Vali Erdoğan Bektaş, Zonguldak’ta yatırımlarda gecikmenin en büyük sebebinin müteahhitler olduğunu ifade etti.

Ödenek güçlüğü çeken müteahhitler nedeniyle bu sıkıntının yaşandığını kaydetti.

Vali Erdoğan Bektaş, bu sözleri İl Koordinasyon Kurulu’nda ifade etti,

Yatırımların gecikmesini sebebinin ödenek güçlüğü çeken müteahhitlerden kaynaklandığını, bu konuda Zonguldak olarak şanssızlıklar yaşadıklarını ifade etti.

Aynı şekilde bir önceki İl koordinasyon kurulu toplantısında da Vali Bektaş’ın bu sözleri söylediğini çok iyi hatırlıyorum.

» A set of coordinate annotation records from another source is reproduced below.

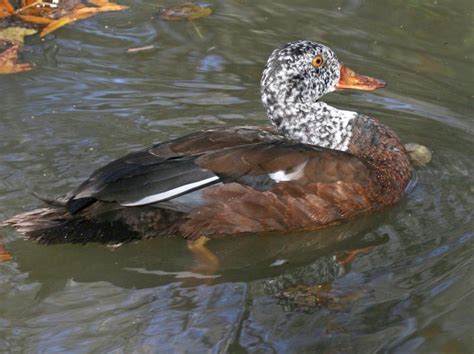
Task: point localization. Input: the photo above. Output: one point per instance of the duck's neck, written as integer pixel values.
(315, 124)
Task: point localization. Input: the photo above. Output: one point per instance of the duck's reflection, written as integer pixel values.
(311, 259)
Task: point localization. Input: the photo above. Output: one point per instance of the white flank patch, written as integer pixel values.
(283, 176)
(170, 193)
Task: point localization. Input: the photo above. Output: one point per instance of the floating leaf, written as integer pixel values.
(80, 14)
(54, 25)
(419, 155)
(16, 34)
(35, 19)
(6, 9)
(9, 61)
(187, 11)
(4, 255)
(140, 49)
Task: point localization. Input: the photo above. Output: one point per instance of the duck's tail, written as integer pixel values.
(54, 224)
(34, 224)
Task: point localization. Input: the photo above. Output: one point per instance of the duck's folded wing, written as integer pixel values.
(144, 178)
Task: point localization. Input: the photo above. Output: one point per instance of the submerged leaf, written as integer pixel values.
(187, 11)
(38, 20)
(54, 25)
(4, 255)
(6, 9)
(16, 34)
(80, 14)
(9, 61)
(140, 49)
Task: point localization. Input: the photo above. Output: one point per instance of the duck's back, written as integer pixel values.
(215, 182)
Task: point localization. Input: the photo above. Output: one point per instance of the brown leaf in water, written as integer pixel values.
(9, 61)
(140, 49)
(6, 9)
(38, 20)
(54, 25)
(16, 34)
(187, 11)
(4, 255)
(80, 14)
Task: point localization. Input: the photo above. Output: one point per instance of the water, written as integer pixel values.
(410, 287)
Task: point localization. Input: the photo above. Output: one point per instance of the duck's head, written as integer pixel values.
(300, 73)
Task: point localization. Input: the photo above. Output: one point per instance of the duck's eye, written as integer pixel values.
(317, 61)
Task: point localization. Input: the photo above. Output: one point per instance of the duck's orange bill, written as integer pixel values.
(350, 80)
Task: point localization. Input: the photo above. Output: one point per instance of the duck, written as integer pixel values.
(313, 166)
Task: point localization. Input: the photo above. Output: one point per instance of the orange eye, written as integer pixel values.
(317, 61)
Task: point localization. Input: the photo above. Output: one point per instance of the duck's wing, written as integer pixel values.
(164, 171)
(172, 176)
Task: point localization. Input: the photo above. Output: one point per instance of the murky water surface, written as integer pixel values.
(399, 281)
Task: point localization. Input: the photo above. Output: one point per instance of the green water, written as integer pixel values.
(409, 290)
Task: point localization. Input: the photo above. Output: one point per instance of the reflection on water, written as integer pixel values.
(396, 281)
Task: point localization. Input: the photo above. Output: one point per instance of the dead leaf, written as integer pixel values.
(6, 9)
(80, 14)
(4, 255)
(187, 11)
(9, 61)
(53, 26)
(16, 34)
(35, 19)
(140, 49)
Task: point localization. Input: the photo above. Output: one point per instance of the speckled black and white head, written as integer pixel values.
(295, 77)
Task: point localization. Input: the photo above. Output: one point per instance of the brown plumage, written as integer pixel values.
(234, 181)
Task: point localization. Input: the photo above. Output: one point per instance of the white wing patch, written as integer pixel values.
(170, 193)
(291, 175)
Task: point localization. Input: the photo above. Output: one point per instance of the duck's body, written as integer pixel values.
(315, 166)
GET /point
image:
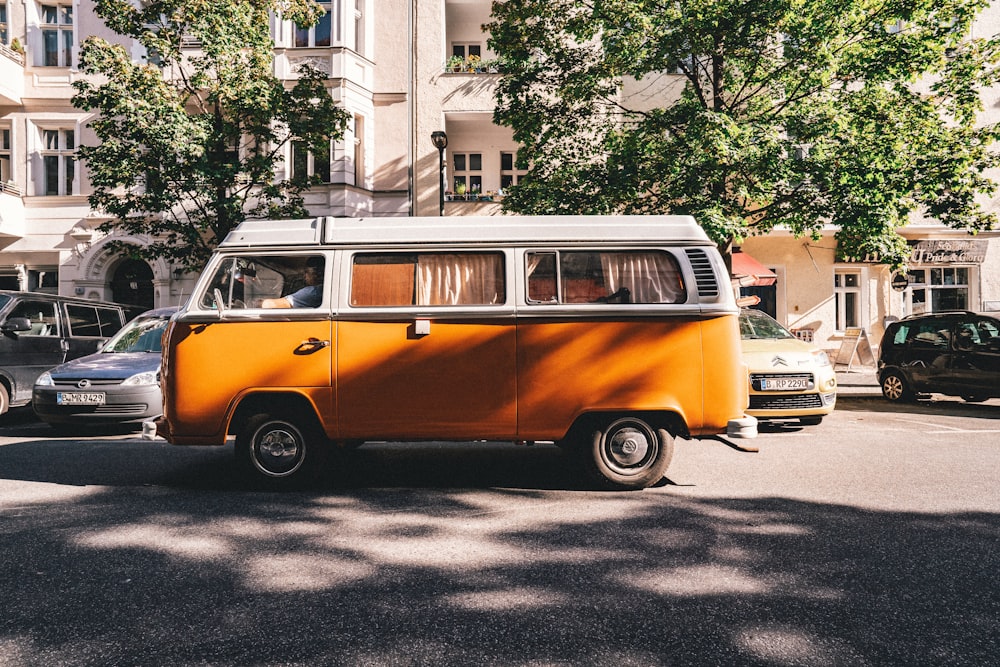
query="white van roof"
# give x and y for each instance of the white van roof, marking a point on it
(659, 229)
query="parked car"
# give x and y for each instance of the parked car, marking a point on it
(954, 353)
(120, 384)
(789, 378)
(39, 331)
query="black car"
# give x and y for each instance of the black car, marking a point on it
(954, 353)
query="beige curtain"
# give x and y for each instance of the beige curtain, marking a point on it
(651, 277)
(460, 279)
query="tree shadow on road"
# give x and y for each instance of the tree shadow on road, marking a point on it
(169, 561)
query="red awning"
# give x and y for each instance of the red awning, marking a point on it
(746, 267)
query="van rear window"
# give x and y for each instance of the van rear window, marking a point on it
(617, 276)
(427, 279)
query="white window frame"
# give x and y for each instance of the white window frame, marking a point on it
(53, 143)
(840, 297)
(63, 30)
(468, 175)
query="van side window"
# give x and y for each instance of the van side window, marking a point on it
(427, 279)
(625, 276)
(257, 281)
(42, 315)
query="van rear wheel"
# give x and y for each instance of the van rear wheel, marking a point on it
(279, 451)
(894, 387)
(628, 453)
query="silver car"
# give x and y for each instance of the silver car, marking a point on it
(117, 385)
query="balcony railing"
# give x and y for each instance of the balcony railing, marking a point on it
(471, 65)
(16, 56)
(10, 188)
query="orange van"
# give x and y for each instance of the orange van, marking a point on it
(609, 336)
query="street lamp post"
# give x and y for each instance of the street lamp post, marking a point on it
(440, 140)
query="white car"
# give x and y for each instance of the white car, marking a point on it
(789, 378)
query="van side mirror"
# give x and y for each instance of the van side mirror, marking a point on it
(15, 324)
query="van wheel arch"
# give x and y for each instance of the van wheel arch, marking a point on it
(625, 451)
(279, 440)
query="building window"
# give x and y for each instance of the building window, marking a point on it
(936, 289)
(319, 34)
(467, 172)
(847, 298)
(5, 174)
(307, 163)
(58, 162)
(509, 174)
(466, 51)
(57, 35)
(359, 26)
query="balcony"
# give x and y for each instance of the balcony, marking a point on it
(11, 76)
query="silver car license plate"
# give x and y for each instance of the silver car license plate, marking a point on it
(784, 384)
(80, 398)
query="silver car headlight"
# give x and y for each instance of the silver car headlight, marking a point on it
(146, 378)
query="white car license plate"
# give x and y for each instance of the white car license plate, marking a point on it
(784, 384)
(80, 398)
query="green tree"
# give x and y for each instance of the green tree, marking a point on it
(190, 139)
(750, 114)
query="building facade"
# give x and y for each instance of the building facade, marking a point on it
(406, 70)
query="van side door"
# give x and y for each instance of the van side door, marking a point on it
(426, 346)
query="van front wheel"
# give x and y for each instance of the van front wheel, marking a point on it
(278, 451)
(628, 453)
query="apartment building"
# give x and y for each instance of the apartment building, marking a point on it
(416, 77)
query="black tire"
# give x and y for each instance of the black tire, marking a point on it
(627, 453)
(895, 388)
(280, 452)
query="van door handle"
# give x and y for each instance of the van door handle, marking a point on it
(311, 345)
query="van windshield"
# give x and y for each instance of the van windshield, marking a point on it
(140, 335)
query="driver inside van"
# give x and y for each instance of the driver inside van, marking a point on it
(310, 296)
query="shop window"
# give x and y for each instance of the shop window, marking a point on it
(847, 299)
(57, 35)
(941, 288)
(318, 34)
(58, 161)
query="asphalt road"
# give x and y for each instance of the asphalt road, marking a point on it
(868, 540)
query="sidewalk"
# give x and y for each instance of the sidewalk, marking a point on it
(858, 381)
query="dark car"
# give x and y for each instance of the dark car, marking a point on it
(118, 385)
(954, 353)
(39, 331)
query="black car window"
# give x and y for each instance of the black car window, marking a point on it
(931, 333)
(41, 314)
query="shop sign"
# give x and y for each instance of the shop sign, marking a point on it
(945, 251)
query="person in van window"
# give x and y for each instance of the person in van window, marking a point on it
(310, 296)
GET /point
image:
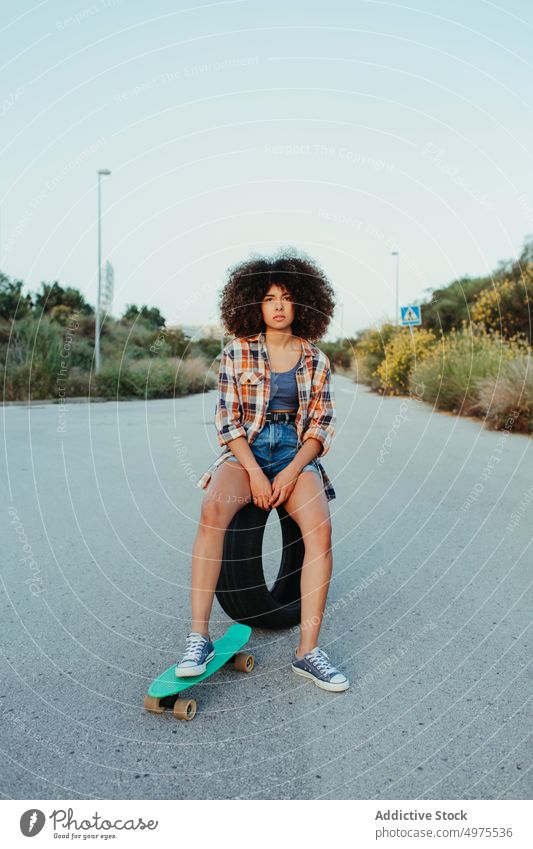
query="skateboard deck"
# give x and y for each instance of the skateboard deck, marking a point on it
(164, 691)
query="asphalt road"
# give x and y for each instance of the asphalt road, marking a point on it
(428, 613)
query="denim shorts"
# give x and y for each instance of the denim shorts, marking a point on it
(275, 446)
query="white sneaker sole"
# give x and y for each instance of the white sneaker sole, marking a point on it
(324, 685)
(192, 671)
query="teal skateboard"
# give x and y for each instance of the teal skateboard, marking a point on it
(163, 693)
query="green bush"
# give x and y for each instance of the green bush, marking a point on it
(507, 401)
(369, 353)
(152, 378)
(403, 352)
(452, 373)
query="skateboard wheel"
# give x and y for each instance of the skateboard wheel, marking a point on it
(184, 709)
(244, 662)
(151, 703)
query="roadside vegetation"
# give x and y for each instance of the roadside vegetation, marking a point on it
(47, 350)
(472, 353)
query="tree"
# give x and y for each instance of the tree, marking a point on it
(13, 304)
(54, 296)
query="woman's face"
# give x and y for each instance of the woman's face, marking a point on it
(277, 307)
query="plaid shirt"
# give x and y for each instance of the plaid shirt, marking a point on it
(244, 392)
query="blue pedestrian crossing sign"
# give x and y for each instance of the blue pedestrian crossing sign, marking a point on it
(411, 315)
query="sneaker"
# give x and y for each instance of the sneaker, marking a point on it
(199, 651)
(316, 666)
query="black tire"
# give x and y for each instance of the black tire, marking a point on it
(241, 589)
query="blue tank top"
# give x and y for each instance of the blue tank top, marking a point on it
(283, 390)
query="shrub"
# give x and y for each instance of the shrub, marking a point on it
(369, 353)
(506, 307)
(451, 374)
(402, 353)
(152, 378)
(507, 401)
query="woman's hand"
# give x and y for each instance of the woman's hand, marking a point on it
(261, 488)
(282, 485)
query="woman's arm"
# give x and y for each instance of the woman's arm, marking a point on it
(322, 409)
(228, 420)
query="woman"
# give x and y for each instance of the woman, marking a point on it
(275, 416)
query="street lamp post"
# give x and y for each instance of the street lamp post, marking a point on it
(104, 172)
(397, 312)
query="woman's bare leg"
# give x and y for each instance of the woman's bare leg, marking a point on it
(308, 506)
(227, 492)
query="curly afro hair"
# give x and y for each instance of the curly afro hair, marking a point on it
(249, 281)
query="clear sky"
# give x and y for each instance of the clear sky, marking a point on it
(341, 128)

İl Koordinasyon Kurulu toplantısından bir gün öncesinde Zonguldak Gazeteciler Cemiyeti’nin (ZGC) Editör Masası’nı konuğu olan Milliyetçi Hareket Partisi (MHP) İl Başkanı Varol Demirköse’de benzer sözler sarf ederek Zonguldak’ta yatırımların yavaş ilerlediğinden şikayet etmişti.

Evet Zonguldak’ta yatırımların yavaş ilerlediği bir gerçek

Peki müteahhitlerin mi hatası var

Müteahhitler ihaleyi kazanabilmek için düşük teklifler mi veriyor

İhaleyi aldıktan sonra da yapamıyor ve yatırımların gecikmesine sebep oluyorlar mı

Zonguldak olarak bu şanssızlığı uzun yıllardan beri yaşadık.

Ama artık yaşamayacağız

Çünkü yeni kuralar geliyor.

Artık başlamayan veya geciken projeler iptal edilebilecek

Yani müteahhitle yapılan sözleşmelerin, 1 yıl başlamaması veya 6 ay durması gibi hallerde bina veya arsa sahiplerince de tek taraflı olarak feshedilmesinin önü açıldı.

Bu da demek oluyor ki

Zonguldak’ta bundan sonra müteahhitlerden kaynaklanan sıkıntılar bir daha yaşanmayacak.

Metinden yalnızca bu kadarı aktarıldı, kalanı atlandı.